The conduit financing for the bond issue is a common practice for Oklahoma school districts and has been repeatedly outlined in the news and at public meetings. Most large school districts in the state have used the conduit lease-purchase financing this bond issue includes because it keeps costs low and allows projects to be completed more quickly. The adjacent Dewey and Caney Valley school districts have successfully used this financing method. Without the conduit financing, we'd have to wait most of a decade to get the projects completed. With the conduit financing, we can complete them in three years and take full advantage of the very low construction costs and interest financing of the current economy. Full details of the financing method have been repeatedly shared at the public school board meetings, and the method was outlined in newspaper articles dating back to at least December 2011, when it was part of the February 2012 proposal. It was discussed exhaustively at the public school board meeting in June, as detailed again in the newspaper. Ms. Dunbar falsely claims, "This was all made public only in the past few weeks...Why were we not told?" In fact, it has been public for years and repeatedly outlined in the newspaper.
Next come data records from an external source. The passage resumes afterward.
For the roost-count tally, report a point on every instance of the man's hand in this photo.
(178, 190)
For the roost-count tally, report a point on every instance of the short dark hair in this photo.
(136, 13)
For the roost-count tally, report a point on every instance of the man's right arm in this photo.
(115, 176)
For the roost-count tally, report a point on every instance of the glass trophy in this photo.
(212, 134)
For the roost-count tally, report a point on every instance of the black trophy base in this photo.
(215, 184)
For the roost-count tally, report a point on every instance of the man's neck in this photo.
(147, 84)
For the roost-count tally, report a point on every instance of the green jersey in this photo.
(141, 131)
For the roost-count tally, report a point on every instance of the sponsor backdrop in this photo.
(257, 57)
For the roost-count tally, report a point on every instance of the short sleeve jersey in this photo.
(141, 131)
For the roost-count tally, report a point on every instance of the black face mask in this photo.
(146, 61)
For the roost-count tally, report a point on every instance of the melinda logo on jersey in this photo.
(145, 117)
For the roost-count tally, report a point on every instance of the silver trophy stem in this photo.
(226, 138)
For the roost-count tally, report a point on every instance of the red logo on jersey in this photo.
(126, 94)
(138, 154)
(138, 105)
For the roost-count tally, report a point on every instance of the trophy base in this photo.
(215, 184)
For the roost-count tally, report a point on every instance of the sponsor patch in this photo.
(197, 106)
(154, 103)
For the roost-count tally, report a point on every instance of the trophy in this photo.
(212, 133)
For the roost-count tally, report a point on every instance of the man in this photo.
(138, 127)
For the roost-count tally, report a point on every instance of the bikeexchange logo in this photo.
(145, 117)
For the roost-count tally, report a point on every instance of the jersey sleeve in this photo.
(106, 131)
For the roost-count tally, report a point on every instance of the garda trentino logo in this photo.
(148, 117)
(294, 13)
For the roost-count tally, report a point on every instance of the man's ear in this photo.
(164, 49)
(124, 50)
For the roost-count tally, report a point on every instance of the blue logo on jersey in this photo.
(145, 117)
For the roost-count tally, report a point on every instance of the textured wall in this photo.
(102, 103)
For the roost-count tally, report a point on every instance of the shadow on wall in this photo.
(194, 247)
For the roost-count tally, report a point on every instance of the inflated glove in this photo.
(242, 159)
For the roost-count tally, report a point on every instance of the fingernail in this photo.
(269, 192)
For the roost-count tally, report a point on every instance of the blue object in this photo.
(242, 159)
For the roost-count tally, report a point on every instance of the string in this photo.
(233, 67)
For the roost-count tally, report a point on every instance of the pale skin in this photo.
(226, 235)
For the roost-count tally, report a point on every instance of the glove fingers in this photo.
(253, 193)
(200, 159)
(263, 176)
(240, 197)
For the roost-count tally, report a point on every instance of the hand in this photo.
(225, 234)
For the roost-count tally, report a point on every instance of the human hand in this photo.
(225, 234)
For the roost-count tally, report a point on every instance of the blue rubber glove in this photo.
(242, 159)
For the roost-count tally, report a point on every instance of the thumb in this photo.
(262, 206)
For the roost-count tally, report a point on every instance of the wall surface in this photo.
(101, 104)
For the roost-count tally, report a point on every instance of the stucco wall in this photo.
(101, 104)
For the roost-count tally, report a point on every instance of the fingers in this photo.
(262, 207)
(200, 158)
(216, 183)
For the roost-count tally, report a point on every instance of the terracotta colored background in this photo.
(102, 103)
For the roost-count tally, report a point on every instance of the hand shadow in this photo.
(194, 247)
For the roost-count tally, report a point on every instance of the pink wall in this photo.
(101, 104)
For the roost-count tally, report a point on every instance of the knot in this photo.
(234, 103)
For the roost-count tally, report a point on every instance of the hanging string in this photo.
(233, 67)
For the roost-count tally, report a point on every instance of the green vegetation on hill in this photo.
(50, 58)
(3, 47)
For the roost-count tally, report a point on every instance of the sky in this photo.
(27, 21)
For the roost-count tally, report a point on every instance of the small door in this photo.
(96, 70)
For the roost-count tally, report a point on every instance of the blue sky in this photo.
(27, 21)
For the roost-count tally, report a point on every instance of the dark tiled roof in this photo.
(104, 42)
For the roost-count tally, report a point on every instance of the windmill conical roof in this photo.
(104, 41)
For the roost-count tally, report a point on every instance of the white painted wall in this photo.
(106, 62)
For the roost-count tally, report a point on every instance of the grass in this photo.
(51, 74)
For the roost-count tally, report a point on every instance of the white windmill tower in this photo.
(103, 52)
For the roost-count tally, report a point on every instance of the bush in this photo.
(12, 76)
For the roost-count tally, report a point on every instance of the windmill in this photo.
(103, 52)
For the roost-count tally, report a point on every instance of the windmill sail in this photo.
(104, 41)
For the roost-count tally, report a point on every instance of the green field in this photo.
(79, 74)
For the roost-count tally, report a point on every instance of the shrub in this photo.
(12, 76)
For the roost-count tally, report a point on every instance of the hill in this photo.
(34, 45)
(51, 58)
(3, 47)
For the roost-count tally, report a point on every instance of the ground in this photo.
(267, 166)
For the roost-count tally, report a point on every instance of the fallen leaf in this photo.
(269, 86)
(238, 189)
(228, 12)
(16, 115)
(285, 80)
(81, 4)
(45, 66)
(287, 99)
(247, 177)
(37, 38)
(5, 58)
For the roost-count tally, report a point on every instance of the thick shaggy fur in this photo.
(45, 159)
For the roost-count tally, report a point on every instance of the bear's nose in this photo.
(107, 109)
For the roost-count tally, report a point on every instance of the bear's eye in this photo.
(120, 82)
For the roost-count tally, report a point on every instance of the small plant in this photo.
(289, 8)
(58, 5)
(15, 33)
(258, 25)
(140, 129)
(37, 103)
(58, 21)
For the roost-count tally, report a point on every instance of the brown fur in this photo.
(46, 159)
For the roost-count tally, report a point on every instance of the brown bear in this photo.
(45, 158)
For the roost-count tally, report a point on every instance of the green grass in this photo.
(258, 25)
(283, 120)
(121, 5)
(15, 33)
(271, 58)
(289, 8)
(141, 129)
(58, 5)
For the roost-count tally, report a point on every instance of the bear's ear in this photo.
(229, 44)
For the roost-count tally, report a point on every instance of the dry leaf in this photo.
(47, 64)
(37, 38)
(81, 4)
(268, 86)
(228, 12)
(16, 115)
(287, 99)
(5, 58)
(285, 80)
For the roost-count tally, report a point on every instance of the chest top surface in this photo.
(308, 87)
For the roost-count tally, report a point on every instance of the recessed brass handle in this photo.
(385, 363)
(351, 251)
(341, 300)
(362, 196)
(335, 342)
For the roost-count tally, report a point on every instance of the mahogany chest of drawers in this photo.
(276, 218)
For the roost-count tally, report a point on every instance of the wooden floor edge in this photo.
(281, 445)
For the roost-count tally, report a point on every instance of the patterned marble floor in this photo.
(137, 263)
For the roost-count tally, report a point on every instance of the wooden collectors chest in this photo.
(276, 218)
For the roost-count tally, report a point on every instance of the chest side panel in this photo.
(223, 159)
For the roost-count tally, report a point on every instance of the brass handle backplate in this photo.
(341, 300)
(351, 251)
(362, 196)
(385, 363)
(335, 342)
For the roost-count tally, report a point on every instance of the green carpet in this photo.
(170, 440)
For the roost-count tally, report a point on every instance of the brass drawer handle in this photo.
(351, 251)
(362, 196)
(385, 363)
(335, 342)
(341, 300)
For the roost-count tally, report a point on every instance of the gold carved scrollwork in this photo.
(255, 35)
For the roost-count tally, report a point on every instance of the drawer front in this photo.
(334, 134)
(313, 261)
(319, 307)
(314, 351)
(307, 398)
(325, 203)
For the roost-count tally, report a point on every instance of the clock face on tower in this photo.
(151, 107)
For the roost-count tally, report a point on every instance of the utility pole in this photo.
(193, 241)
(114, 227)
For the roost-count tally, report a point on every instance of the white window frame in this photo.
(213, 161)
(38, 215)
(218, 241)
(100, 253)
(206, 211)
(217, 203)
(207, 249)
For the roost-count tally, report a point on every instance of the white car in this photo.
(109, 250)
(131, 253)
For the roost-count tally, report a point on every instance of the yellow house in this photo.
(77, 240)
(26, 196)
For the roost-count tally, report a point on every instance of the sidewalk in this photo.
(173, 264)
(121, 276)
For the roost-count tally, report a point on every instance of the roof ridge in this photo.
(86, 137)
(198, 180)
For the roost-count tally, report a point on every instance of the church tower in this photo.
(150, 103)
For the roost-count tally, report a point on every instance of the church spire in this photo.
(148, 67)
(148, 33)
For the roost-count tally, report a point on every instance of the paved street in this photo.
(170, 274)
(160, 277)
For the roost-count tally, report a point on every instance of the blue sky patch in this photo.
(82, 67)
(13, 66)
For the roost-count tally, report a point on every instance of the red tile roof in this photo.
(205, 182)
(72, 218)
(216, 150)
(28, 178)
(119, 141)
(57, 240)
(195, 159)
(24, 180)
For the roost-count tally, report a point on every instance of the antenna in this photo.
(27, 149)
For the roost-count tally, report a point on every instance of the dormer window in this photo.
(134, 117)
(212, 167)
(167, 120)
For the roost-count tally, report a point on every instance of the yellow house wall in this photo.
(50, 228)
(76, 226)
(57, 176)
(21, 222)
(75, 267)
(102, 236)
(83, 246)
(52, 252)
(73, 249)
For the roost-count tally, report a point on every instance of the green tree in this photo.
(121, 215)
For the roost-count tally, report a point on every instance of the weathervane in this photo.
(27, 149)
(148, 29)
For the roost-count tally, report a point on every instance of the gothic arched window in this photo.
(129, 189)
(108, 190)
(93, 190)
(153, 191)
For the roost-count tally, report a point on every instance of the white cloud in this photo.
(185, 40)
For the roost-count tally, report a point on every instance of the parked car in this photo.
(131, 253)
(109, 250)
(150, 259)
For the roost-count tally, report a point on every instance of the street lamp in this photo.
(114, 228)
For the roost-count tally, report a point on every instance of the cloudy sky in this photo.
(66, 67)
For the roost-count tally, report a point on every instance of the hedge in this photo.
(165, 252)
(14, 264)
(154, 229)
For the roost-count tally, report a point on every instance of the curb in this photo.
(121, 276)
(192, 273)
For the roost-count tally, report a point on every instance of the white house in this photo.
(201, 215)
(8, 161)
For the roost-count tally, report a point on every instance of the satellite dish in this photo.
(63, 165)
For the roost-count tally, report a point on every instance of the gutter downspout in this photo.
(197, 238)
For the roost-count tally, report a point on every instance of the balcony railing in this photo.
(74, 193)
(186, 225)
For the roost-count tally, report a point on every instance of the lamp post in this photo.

Bartlesville Mayor Tom Gorman has refuted the claim by the bond issue opponents that the conduit financing means the city would be borrowing money and that could increase homeowner taxes.

Claims that the bond issue would increase busing don't make sense. The bond issue closes Madison, but merely shifts those students over to the adjacent Mid-High building. We would still have an east-side and a west-side middle school. Shifting freshmen and sophomores from the Mid-High to the High School would cause some shifts in which 9th graders and 10th graders would be eligible for busing, but does not mean a significant change in the numbers of students being bussed. In fact, we now shuttle by bus about 165 students each day between the Mid-High and High School for athletics and to allow some 9th and 10th graders to take classes we can only offer at the High School and to allow some 11th and 12th graders to take classes we can only offer at the Mid-High. Consolidating grades 9-12 onto one campus, with a separate but attached freshman academy, will actually reduce that busing.

There are no unnecessary projects in the bond proposal. The Long Range Facilities Planning Committee was very aware of costs and deliberately winnowed the bond proposal down to the essentials we need to provide quality secondary school facilities for our children. As it stands, we'll be shifting old furniture into new rooms to keep the costs as low as possible. There are no "frills" in the projects and no "wriggle room" - every penny of the funding is allocated to the estimated true costs of the projects. And to reiterate, if we do have some bids come in under the estimates, we'll of course follow the law and ensure that every penny goes to the project areas described in the ballot approved by the voters.

The dozens of community volunteers who labored month after month on researching, developing, and refining this bond proposal have made every effort to ensure it is, as member Ginger Griffin has stated, "A sound, frills free cost effective plan."